Vom VW-Abgasskandal betroffene Fahrzeuge und Motoren
In Deutschland handelt es sich laut Volkswagen um 1,2-Liter-Diesel, 1,6-Liter-Diesel und 2,0-Liter-TDI-Motoren der Baureihe EA 189, die die Abgasnorm EU5 erfüllen.
Sie kommen in Fahrzeugen aller Marken des Konzerns zum Einsatz – auch Audi, Škoda und Seat – installiert.

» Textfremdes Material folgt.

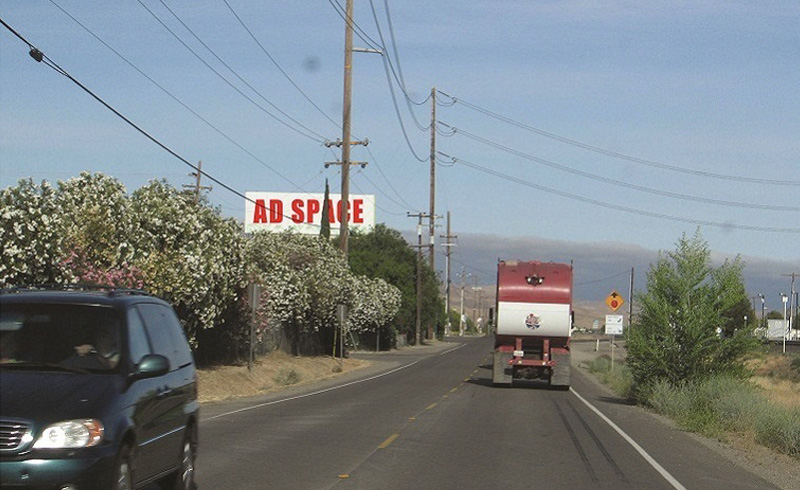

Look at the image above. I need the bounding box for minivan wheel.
[114,445,133,490]
[163,431,196,490]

Wenn Sie prüfen möchten, ob Ihr Auto vom VW-Abgasskandal betroffen ist, können Sie dies auf den Websites der Hersteller tun. Bitte geben Sie hier Ihre Fahrzeug-Identifikationsnummer ein.
Dies ist in der Zulassungsbescheinigung Teil I unter dem Buchstaben „E“ zu finden.
Wem steht im Zusammenhang mit dem VW-Abgasskandal eine Entschädigung zu?
Die Manipulation der Stickstoffwerte blieb nicht ohne Folgen. Sowohl Privatpersonen als auch öffentliche Institutionen haben rechtliche Schritte gegen VW eingeleitet.
Im Juni 2018 verhängte die Staatsanwaltschaft Braunschweig ein Bußgeld in Höhe von einer Milliarde Euro gegen Volkswagen. beschuldigt. Diese Verletzungen sind „mitwirkend“. Von 2007 bis 2015 wurden10,7 Millionen Fahrzeuge mit einer inakzeptablen Softwarefunktion beworben, verkauft und vertrieben.
Zusätzlich zu dieser Strafe wurdenzahlreiche Klagen im Zusammenhang mit dem Volkswagen-Abgasskandal eingeleitet.
Viele Besitzer von VW-Diesel-Pkw haben sich der Musterfeststellungsklage angeschlossen oder den Autohersteller selbst verklagt.
In einem Grundsatzurteil (BGH, Urteil vom 25.05.2020, Aktenzeichen VI ZR 252/19) zum VW-Dieselskandal hat der Bundesgerichtshof entschieden, dass Volkswagen für Fahrzeuge mit EA-Motor 189 Schadensersatz zahlen muss.
Weil der Autohersteller beides bewusst getäuscht hat Verbraucher und das Kraftfahrtbundesamt durch die Einführung einer illegalen Abschalteinrichtung - rein aus Profitgründen. Die Höhe der Entschädigung verringert sich um eine finanzielle Entschädigung für bereits zurückgelegte Kilometer (sog. Nutzungsentschädigung).
Das Verfahren zur Festlegung des Modells ist ebenfalls abgeschlossen. – durch Vergleich.
Dieselfahrer, die sich der Sammelklage angeschlossen haben, erhielten von VW eine Einmalzahlung, wenn sie dem Vergleich zustimmten.
Sind auch Sie vom VW-Dieselskandal betroffen?
Doch wie ist die Rechtslage zum Treibhausgas-Emissionsskandal von VW im Jahr 2021? Lohnen sich Klagen gegen den Autobauer noch, oder sind die Ansprüche geschädigter Dieselfahrer bereits verjährt?
Laut BGH sind die Ansprüche von VW-Kunden, die den Konzern erst 2019 oder später verklagt hatten, verjährt. Sie hätten innerhalb von drei Jahren nach Bekanntwerden des Falles eine Klage einreichen müssen. Eine längere Verjährungsfrist käme nur dann in Betracht, wenn der Betroffene klar darlegen kann, warum er nichts vom Dieselskandal 2015 wusste.
Aber wann gilt das für Sie?
Das fragliche Urteil im VW-Abgasskandal betraf ein Dieselfahrzeug mit EA 189-Motor. Allerdings betraf das BGH-Urteil lediglich einen Anspruch auf Ersatz einer vorsätzlichen immateriellen Schädigung. Diese verjährt in drei Jahren.
Geschädigte VW-Kunden können mitunter auch einen sogenannten Restschadenersatzanspruch geltend machen und vom Schädiger (VW) die Herausgabe dessen verlangen, was sie aufgrund sittenwidriger und vorsätzlicher Schädigung erhalten haben.
Dieser Anspruch verjährt in zehn Jahren.
Wenn Sie Opfer sind, können Sie einen auf den VW-Abgasskandal spezialisierten Anwalt damit beauftragen, zu prüfen, ob die Klage in Ihrem Fall noch Aussicht auf Erfolg hat.
Über den Autor
Jan Frederik Strasmann
Jan Frederik Strasmann ist Absolvent der Universität Bremen.Nach Abschluss seiner juristischen Ausbildung am Oberlandesgericht Celle erlangte er in Dublin den Titel eines Master of Laws (LL.M.).
Seit 2014 in der Anwaltsliste eingetragen. Als Autor von bussgeldkatalog.org befasst er sich unter anderem mit: Bußgeldeinsprüchen.